Non-food costs are still biting hard
Housing, transport, and services inflation remain elevated. This explains why many Nigerians don't "feel" the drop — rent hasn't fallen, school fees haven't been cut, transport costs haven't followed food prices down. The relief so far is mostly at the market, not in your monthly bills.
The trend is firmly downward
Month-on-month, prices actually fell 2.88% in January 2026 — the second consecutive monthly drop. This is the clearest sign yet that the inflation emergency of 2023–2024 is cooling.

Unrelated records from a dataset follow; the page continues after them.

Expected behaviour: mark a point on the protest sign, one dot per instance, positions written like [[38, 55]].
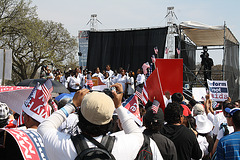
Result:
[[199, 93], [131, 104], [218, 90]]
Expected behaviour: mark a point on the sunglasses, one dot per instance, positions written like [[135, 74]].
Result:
[[228, 116]]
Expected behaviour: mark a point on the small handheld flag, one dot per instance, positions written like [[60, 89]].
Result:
[[155, 50]]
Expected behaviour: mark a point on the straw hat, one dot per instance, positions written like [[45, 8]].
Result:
[[204, 125]]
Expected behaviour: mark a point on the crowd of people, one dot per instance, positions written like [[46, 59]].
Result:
[[74, 79], [184, 130]]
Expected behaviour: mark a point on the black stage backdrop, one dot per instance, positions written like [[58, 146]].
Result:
[[127, 49]]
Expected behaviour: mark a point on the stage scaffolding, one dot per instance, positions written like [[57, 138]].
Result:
[[194, 35]]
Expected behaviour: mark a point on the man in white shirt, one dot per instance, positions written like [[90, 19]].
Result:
[[98, 73], [140, 78], [108, 69], [96, 110]]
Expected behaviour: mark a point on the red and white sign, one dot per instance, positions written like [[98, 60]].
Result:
[[131, 104], [30, 143], [14, 96]]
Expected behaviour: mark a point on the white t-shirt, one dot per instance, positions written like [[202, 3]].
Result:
[[110, 72], [217, 121], [131, 88], [122, 79], [73, 81], [140, 79], [100, 75]]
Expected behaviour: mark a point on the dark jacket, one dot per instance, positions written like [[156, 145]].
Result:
[[185, 141], [165, 145]]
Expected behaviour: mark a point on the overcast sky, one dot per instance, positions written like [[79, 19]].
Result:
[[118, 14]]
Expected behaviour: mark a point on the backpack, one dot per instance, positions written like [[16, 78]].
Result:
[[102, 151], [226, 132], [145, 151]]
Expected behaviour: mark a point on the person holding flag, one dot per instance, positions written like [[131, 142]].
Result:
[[153, 121], [140, 78]]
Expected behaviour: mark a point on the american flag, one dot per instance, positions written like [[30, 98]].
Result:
[[153, 59], [138, 93], [20, 119], [155, 50], [89, 82], [47, 89], [149, 71], [155, 106], [55, 107], [215, 104], [145, 66], [178, 51], [166, 50], [145, 94]]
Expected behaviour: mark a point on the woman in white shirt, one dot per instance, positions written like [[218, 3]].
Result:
[[130, 83], [122, 78], [74, 82], [140, 78]]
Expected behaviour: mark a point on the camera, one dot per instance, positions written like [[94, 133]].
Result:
[[108, 91]]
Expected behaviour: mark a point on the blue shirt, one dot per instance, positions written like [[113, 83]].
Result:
[[229, 147]]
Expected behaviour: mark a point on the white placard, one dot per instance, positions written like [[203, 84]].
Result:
[[199, 93], [218, 90]]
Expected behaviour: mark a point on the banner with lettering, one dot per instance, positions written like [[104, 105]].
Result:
[[218, 90], [30, 143], [131, 104]]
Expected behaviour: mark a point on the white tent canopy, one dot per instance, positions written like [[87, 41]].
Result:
[[204, 35]]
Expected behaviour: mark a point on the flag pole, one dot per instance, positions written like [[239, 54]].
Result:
[[159, 81]]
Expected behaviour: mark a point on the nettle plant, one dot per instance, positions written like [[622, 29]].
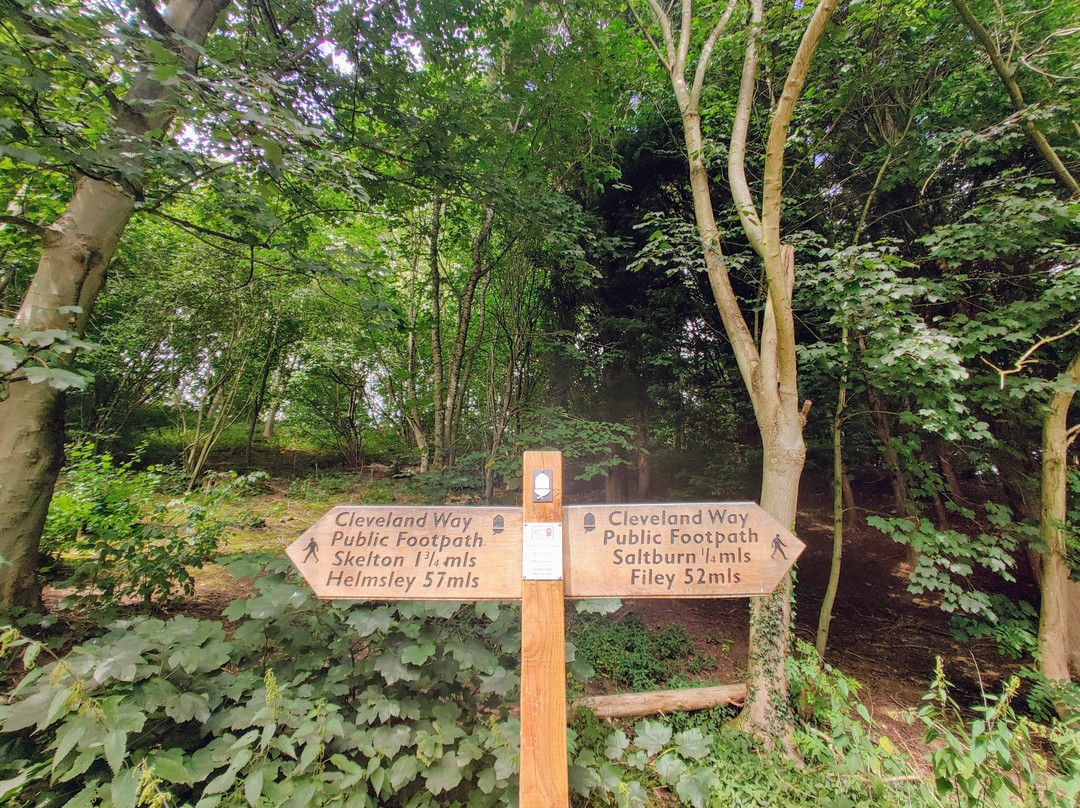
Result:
[[302, 703]]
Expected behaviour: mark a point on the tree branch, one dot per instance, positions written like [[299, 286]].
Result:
[[1009, 80]]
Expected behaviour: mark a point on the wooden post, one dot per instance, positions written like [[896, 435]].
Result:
[[543, 778]]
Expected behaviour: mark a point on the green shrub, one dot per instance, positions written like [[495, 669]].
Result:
[[1014, 627], [629, 651], [108, 523], [302, 703]]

If this continues, headline inflation could reach single digits by Q4 2026. The CBN's tightening cycle appears to be working.
CPI by State — January 2026
| # | State | YoY Inflation | MoM Change | Pressure Level |
|---|---|---|---|---|
| 1 | Benue | 22.48% | -1.87% | Very High |
| 2 | Kogi | 20.98% | -6.03% | Very High |
| 3 | Abuja | 19.25% | -4.52% | High |
| 4 | Adamawa | 19.19% | -2.71% | High |
| 5 | Yobe | 19.15% | -4.54% | High |
| 6 | Osun | 18.13% | -1.11% | High |
| 7 | Nasarawa | 17.29% | -5.10% | High |
| 8 | Anambra | 17.27% | -0.54% | High |
| 9 | Oyo | 16.91% | -1.46% | Moderate |
| 10 | Niger | 16.86% | -4.20% | Moderate |
| 11 | Kwara | 16.75% | -0.78% | Moderate |
| 12 | Sokoto | 16.47% | -3.66% | Moderate |
| 13 | Ekiti | 16.43% | -3.00% | Moderate |
| 14 | Akwa Ibom | 16.41% | -0.87% | Moderate |
| 15 | Lagos | 16.23% | -3.00% | Moderate |
| 16 | Taraba | 16.23% | -0.93% | Moderate |
| 17 | Kebbi | 16.19% | -5.72% | Moderate |
| 18 | Bayelsa | 15.95% | -5.96% | Moderate |
| 19 | Plateau | 15.80% | +0.14% | Moderate |
| 20 | Bauchi | 15.01% | -1.75% | Moderate |
| 21 | Borno | 15.00% | -2.62% | Moderate |
| 22 | Zamfara | 14.75% | -1.30% | Moderate |
| 23 | Cross River | 14.61% | -6.34% | Moderate |
| 24 | Rivers | 14.16% | -0.83% | Moderate |
| 25 | Kano | 13.94% | -3.04% | Easing |
| 26 | Jigawa | 13.90% | -2.38% | Easing |
| 27 | Edo | 13.74% | -4.20% | Easing |
| 28 | Gombe | 13.74% | -3.20% | Easing |
| 29 | Delta | 13.58% | -2.78% | Easing |
| 30 | Ondo | 13.20% | +1.93% | Easing |
| 31 | Ogun | 12.86% | -6.30% | Easing |
| 32 | Abia | 11.67% | -4.68% | Easing |
| 33 | Kaduna | 11.41% | +0.67% | Easing |
| 34 | Enugu | 11.04% | -5.22% | Easing |
| 35 | Imo | 10.61% | +1.93% | Easing |
| 36 | Katsina | 8.94% | -4.39% | Easing |
| 37 | Ebonyi | 8.72% | -3.49% | Easing |
Note: State indices use different market baskets and cannot be directly compared to each other. Use for within-state trend analysis only.
About this data
Data sourced from the National Bureau of Statistics (NBS) Consumer Price Index (CPI) Report for January 2026, published February 2026. NBS rebased the CPI to 2024=100 effective January 2025. All inflation figures are year-on-year percentage changes unless stated otherwise. Figures.ng republishes official NBS data for every Nigerian.